Terrorismusstraftaten und der Generalbundesanwalt

17 Nov

Stein des Anstoßes zu diesem Beitrag sind freilich die aktuellen Entwicklungen rund um die sogenannte „Zwickauer Terrorzelle“ (vgl. etwa hier). Hierbei handelt es sich um ein nach Lage der Dinge rechtsextremistisches Trio (ggf. mit weiteren Unterstützern), welches über Jahre hinweg mehrere Tötungsdelikte an Kleingewerbetreibenden und Polizisten, sowie Raub- und Sprengstoffdelikte verübt haben soll. Ziel dieses Beitrages ist es ausdrücklich nicht, eine politische Diskussion über die Frage zu führen, ob der Rechtsterrorismus von verantwortlichen Stellen unterschätzt wurde (vgl. dazu etwa hier). Auch soll es nicht um die möglichen Zusammenhänge und den Verdacht der Verwicklung von Verfassungsschutzämtern gehen. Diese Fragen müssen erst im Zuge des strafrechtlichen Ermittlungsverfahrens (und den entsprechenden parlamentarischen Kontrollgremien) untersucht werden. Letzteres führt der Generalbundesanwalt beim Bundesgerichtshof (hier, hier, hier und hier).
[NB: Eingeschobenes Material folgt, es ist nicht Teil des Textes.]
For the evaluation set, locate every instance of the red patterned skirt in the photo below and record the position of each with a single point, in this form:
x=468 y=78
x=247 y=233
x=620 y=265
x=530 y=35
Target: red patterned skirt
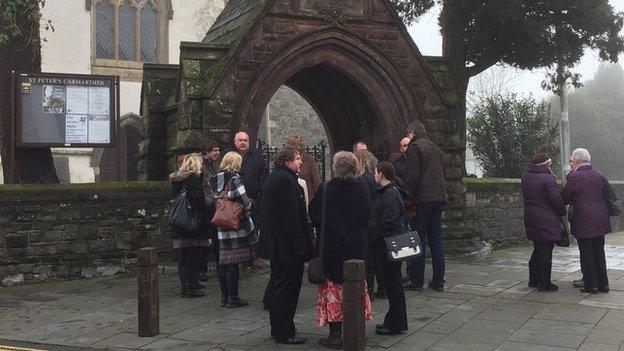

Aber genau dieser Punkt soll Gegenstand des Beitrags sein. Wer führt eigentlich diese Ermittlungen und warum? Interessant ist dies insbesondere für Studenten, die sich in Richtung der mündlichen Examensprüfung bewegen. Gemäß § 11 Abs. 2 Nr. 8 JAG NRW ist nämlich die Kenntnis von der erstinstanzlichen Zuständigkeit in Strafsachen möglicher Prüfungsgegenstand. Aufgrund der Aktualität der Ereignisse liegt es auch nicht fern, dass Fragen dazu gestellt werden. Ich selber habe es in meiner Prüfung erlebt, dass sich geschlagene 20 Minuten um die Fragen kreisten „Wofür ist das Oberlandesgericht zuständig? Was macht der Generalbundesanwalt? Wo steht das?…“ Daher hier ein (kleiner) Überblick.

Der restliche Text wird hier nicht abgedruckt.